If women are allowed in military combat positions, will they be subject to the draft and required to register to get student financial aid?
Not yet.
“Even though the Secretary of Defense has decided to allow women in combat jobs, the law has not been changed to include this. Consequently, only men are currently required to register by law with Selective Service during ages 18 thru 25. Women still do not register,” according to a Jan. 24 posting on the U.S. Selective Service System website.
Men who are between 18 and 26 must register for the Selective Service if they want to receive any federal financial aid. It’s part of the process of filling out the Free Application for Federal Student Aid . Students must submit the FAFSA every year they want aid, so even if it isn’t an issue for a young high school senior, it will likely be a requirement during the student’s freshmen year in college.
Before women would be required to register with Selective Service, Congress would have to change the law that now specifically mandates “male persons” to register.
The compliance rate for Selective Service registration is about 92 percent, according to Larry Romo, director of the Selective Service System.
On Jan. 24 the Department of Defense announced it would rescind the rule that excluded women from combat posts. Women now make up 15 percent of the active military personnel. With the new move, the Department will submit a report by May outlining how that would affect the military Selective Service Act. On National Public Radio recently, Romo was asked if there he sensed any momentum for a change in the law to include women. With the Defense Department having until 2016 to implement these changes, he said: “I don’t see a sudden rush to do this.”
Yet, some military women’s groups are coming out in favor of changing the law, including the Service Women’s Action Network (SWAN), representing service women and veterans.
“SWAN advocates for the inclusion of women into selective service. Lifting the ban on women officially serving in combat is about giving qualified women the opportunity to serve and making our military stronger, and that would include having women register for selective service,” according to a statement by Anu Bhagwati, executive director of SWAN and a former U.S. Marine Corps Captain.
Cassaundra St. John, who leads F7, a group that supports female veterans and women in military families, said if women are asking for equality across the board, that would have to include registering for the Selective Service. “We can’t have our cake and eat it too. That’s not fair,” she said from her Austin, Texas, office Feb. 4. “Every American citizen should have some kind of obligation to their country. If we want that right, we should have the responsibility. That responsibility belongs to all of us.”
Justin Draeger, president of the National Association of Student Financial Aid Administrators, said the bigger policy question is whether collecting information about Selective Service registration should be a part of the FAFSA, as it has since the early 1980s.
“It’s another layer of complexity and burden that does not need to be there,” says Draeger. In the spirit of streamlining the application process, NASFAA has long advocated for Selective Service and other questions to be removed from the FAFSA so administrators can focus on the central issue of financial need, he said.
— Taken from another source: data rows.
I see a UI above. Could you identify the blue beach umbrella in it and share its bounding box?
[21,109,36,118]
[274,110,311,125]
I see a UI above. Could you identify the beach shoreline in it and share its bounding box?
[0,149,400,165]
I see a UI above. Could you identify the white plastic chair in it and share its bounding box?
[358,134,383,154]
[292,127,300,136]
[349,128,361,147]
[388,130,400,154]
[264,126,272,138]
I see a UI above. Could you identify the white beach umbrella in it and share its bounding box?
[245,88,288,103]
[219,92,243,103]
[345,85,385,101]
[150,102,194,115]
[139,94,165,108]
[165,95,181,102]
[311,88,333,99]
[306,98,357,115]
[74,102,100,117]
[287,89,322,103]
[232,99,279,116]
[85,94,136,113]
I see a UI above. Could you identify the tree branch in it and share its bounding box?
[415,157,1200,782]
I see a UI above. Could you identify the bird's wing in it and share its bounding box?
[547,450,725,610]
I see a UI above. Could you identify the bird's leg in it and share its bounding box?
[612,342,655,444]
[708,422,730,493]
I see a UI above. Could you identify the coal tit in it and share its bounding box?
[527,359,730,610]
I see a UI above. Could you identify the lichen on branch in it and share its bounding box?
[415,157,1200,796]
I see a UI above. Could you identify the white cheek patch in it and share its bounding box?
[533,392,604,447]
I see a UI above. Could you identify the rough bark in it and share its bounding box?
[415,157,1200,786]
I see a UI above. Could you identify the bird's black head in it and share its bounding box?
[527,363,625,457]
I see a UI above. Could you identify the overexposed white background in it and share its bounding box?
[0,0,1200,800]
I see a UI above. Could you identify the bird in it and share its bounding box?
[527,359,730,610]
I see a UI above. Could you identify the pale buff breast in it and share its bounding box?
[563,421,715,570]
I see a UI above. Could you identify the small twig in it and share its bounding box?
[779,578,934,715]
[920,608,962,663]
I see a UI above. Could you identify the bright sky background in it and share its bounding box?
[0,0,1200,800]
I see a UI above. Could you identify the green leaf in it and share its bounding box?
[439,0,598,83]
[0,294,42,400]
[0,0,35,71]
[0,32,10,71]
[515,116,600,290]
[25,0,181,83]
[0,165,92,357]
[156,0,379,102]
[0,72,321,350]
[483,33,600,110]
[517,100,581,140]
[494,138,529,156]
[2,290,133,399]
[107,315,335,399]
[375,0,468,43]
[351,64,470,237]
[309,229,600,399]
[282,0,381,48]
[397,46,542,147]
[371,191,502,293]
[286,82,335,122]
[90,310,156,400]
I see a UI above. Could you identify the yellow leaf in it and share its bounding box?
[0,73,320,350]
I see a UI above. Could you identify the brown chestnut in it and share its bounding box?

Men who fail to register with Selective Service before turning age 26, even if not prosecuted, are also ineligible for federal job training and federal jobs.
In 1981, the U.S. Supreme Court decision, Rostker v. Goldberg, held that registering only men did not violate the due process clause of the U.S. Constitution. Again, in 1994, the issue of women and the draft was reviewed — this time by the U.S. Department of Defense, which determined that because women were excluded by policy from front-line combat positions, excluding them from the draft process was justified. The Defense Department did acknowledge that the policy should be reviewed periodically as the role of women in the military would likely expand, the Selective Service notes.